Published online Feb 24, 2024. doi: 10.5306/wjco.v15.i2.317
Peer-review started: October 9, 2023
First decision: November 23, 2023
Revised: December 6, 2023
Accepted: January 8, 2024
Article in press: January 8, 2024
Published online: February 24, 2024
Processing time: 133 Days and 17.4 Hours
Colorectal cancer (CRC) is one of the most common types of cancer globally. In the last few decades, research efforts have been directed towards understanding the cellular and genetic mechanisms underlying the development and progression of CRC. This has led to the identification and study of a specific subset of cells within colorectal tumors, known as cancer stem cells or cancer stem-like cells (CSCs). The concept of CSCs originated in the mid-20th century but was not widely accepted until the late 1990s. The idea behind CSCs is that a small proportion of cancer cells within a tumor have stem cell-like properties, including the ability to self-renew and differentiate, which contribute to tumor initiation, progression, metastasis, and recurrence. They are also often associated with resistance to traditional cancer therapies.

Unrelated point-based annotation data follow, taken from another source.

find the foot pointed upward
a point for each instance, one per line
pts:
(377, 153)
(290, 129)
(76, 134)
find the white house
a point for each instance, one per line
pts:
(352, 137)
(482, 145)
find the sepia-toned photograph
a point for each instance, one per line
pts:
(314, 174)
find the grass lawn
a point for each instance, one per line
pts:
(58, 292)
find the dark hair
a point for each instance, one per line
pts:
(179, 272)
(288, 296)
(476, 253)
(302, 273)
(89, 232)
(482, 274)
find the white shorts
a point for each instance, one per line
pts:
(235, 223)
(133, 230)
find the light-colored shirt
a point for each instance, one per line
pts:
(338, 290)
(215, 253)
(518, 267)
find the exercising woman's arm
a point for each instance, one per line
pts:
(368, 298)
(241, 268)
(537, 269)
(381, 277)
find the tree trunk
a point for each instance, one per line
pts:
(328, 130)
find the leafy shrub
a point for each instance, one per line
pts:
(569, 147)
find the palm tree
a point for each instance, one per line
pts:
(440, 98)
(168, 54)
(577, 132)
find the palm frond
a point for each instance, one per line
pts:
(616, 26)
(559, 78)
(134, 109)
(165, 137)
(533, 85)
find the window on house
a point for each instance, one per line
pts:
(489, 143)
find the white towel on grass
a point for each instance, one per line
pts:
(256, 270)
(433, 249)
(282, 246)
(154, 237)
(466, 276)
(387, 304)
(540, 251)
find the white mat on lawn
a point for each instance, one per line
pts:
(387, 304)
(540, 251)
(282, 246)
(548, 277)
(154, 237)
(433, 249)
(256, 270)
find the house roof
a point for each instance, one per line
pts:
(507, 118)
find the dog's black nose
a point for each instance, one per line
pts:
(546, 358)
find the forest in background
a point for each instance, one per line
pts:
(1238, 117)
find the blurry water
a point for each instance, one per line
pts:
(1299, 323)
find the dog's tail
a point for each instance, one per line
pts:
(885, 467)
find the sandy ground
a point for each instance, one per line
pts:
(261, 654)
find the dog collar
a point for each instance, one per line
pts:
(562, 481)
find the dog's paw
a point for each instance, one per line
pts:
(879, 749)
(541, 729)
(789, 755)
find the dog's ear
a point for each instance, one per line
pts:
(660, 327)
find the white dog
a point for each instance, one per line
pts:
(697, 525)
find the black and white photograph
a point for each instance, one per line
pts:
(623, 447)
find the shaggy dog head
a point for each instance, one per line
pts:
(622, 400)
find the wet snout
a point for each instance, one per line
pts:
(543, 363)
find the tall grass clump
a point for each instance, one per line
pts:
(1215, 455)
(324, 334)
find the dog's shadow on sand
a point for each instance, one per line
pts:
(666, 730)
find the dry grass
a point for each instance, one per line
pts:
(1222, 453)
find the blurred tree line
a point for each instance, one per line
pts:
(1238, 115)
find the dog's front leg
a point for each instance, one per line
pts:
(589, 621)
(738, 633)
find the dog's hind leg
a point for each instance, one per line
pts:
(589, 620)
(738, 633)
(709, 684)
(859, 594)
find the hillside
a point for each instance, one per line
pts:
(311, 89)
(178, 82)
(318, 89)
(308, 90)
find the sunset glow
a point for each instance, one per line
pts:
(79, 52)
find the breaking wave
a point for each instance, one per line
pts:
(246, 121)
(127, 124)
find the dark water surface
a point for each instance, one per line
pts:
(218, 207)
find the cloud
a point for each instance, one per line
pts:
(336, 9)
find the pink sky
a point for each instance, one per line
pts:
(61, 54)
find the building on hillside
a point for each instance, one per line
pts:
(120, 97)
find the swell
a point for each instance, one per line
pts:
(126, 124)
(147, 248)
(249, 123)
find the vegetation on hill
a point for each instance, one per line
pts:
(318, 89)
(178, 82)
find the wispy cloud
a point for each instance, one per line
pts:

Several studies have suggested that limonin, a natural compound found in citrus fruits, can exert anti-tumor effects. These effects appear to be due to multiple mechanisms, including the induction of apoptosis (programmed cell death), the inhibition of cancer cell proliferation, and the suppression of metastasis. Based on this, we then investigated whether it exerts suppressing effects on CSCs.
In this research, we evaluated the effects of limonin, a natural compound which is one of the most abundant active ingredients of Tetradium ruticarpum on stemness of CSCs derived from colorectal carcinoma cells. We also investigated the potential mechanism of limonin on stemness of CSCs.
We performed cellular experiment to verify the suppressing effects of limonin on CSCs and performed animal experiment to verify its effects in vivo.
Limonin was found to have suppressive effects on CRC cell activities, which included cell growth, movement, invasion, colony growth and tumor development in soft agar. Even at relatively low concentrations, limonin reduced the expression of stemness markers such as Nanog and β-catenin, decreased the percentage of aldehyde dehydrogenase 1-positive CSCs, and lowered the rate of sphere formation, showing that limonin hinders stemness without cytotoxicity. Furthermore, the treatment of limonin reduced invasion and tumor development in soft agar and in nude mice. Also, limonin treatment notably inhibited the phosphorylation of STAT3 at Y705 but not S727 and had no effect on total STAT3 expression. The limonin-induced reduction in Nanog and β-catenin expression and sphere formation was noticeably offset by a pretreatment with 2 μmol/L colievlin.
In summary, the findings suggest that limonin holds potential as a compound targeting CSCs, and might be utilized for tackling the recurrence and metastasis of CRC.
Can limonin to be used as a chemotherpeutic sensitizor?